When the Liberal party dredged up a video of Conservative MP Cheryl Gallant at this year's March for Life, comparing abortion to the beheading of civilians in Iraq, the mainstream press jumped on that bandwagon. CTV News suggested that Gallant "has already caused her party leader trouble this election campaign."
The ambush didn't hurt Gallant's re-election bid, however, as she won handily in her Renfrew-Nippissing-Pembroke, Ont. riding.
Media also went into a tizzy when Catholic Bishop Fred Henry of Calgary publicly pointed out Prime Minister Paul Martin's "moral incoherence" for claiming to be a devout Catholic while supporting unrestricted abortion rights. One Calgary newspaper ran a poll on whether people approved of Henry's statements, yet it would have been hard to imagine a media outlet doing the same over, say, Henry Morgentaler's wading into the abortion-politics fray.
In a June 7 editorial, the Globe and Mail predictably - but erroneously - echoed Jean Chretien's old line that "social peace on the status quo" on abortion is prevailing. Then, Globe columnist John Ibbitson, in a June 8 piece, suggested discussions on abortion were obscuring "more important issues" - like money. The same day, CTV News, in a blatantly untrue statement, reported that, "Polls have found that a large majority of Canadians are satisfied with the status quo (on abortion)." In fact, polls consisently show Canadians do not want unrestricted abortion-on-demand.
What effect was all this negative media coverage having on the Tories? None at all. In fact, it may have even been aiding their electoral efforts. A June 11 poll revealed that women's support for the Tories was rising, from 26 to 28 per cent.
As the abortion issue faded in intensity during the campaign, the media bias quotient similarly diminished. However, until the end, the Liberal party kept playing up its charges of an alleged Conservative threat to a woman's "right to choose" (whatever that means) and mainstream media outlets continued to paint the Conservatives as out-of-sync with alleged "Canadian values" (whatever those are) on other issues such as the Charter of Rights, use of the notwithstanding clause of the Constitution, Supreme Court appointments, hate-crime revisions and the like.
But as Globe Media Watch columnist Hugh Windsor so well put it in a June 8 piece, mainstream media have been engaging in, and have often prompted, hyperbole. He chastized them for going along with it and openly questioned whether they had unwittingly become partners in Liberal election strategies.
Whatever the answer, one must conclude that the mainstream media were, as a whole (with the possible exceptions of the National Post and the Sun Media chain) hopelessly biased, if not negligent and incompetent, in their coverage of social issues during the recent election campaign.

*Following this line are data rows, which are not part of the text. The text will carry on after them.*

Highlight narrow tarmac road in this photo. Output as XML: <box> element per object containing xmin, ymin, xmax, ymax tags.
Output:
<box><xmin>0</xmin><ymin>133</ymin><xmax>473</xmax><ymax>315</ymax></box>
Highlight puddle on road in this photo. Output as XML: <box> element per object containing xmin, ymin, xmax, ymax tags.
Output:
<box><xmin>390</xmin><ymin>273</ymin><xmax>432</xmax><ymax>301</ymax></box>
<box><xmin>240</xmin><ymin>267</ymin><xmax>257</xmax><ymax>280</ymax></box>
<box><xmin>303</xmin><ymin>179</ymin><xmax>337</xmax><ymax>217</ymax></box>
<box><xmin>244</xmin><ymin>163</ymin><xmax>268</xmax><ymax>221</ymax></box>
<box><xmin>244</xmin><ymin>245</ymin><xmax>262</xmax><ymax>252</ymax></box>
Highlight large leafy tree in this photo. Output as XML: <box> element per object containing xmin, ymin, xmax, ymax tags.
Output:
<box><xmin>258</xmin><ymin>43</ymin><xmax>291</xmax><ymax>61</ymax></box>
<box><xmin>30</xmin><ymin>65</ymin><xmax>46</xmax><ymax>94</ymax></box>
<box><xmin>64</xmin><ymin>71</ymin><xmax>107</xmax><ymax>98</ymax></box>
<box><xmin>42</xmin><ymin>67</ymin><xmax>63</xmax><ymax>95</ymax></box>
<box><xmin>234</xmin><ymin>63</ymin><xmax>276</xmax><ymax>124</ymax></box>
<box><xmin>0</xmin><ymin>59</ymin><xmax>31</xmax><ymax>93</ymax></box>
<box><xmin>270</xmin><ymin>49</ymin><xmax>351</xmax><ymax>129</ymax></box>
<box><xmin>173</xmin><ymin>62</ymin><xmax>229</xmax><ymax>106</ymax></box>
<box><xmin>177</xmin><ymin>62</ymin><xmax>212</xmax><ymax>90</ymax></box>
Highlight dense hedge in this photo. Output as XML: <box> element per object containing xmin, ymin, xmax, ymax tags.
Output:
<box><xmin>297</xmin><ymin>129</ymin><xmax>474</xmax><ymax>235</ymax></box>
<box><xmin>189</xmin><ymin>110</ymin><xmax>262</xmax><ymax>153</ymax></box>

Given McLuhan's dictum that the medium is the message, Canadians need to - with apologies for stealing the Conservative campaign slogan - "demand better" from their news media. The era when reporters acted as lackeys for abortionists, homosexual activists, feminists, liberals and other assorted narrow interests should be long past. That it still isn't is a troubling situation that needs to be dealt with immediately, before another election campaign comes upon us.
Write letters, send e-mails, support alternative media, yell, scream, jump up and down and do whatever you have to do to demand better and fairer coverage from our well-paid and monopolizing mainstream media. The future of our country - not to mention generations of unborn Canadians and families - depends on it.
Tony Gosgnach is the assistant editor of The Interim.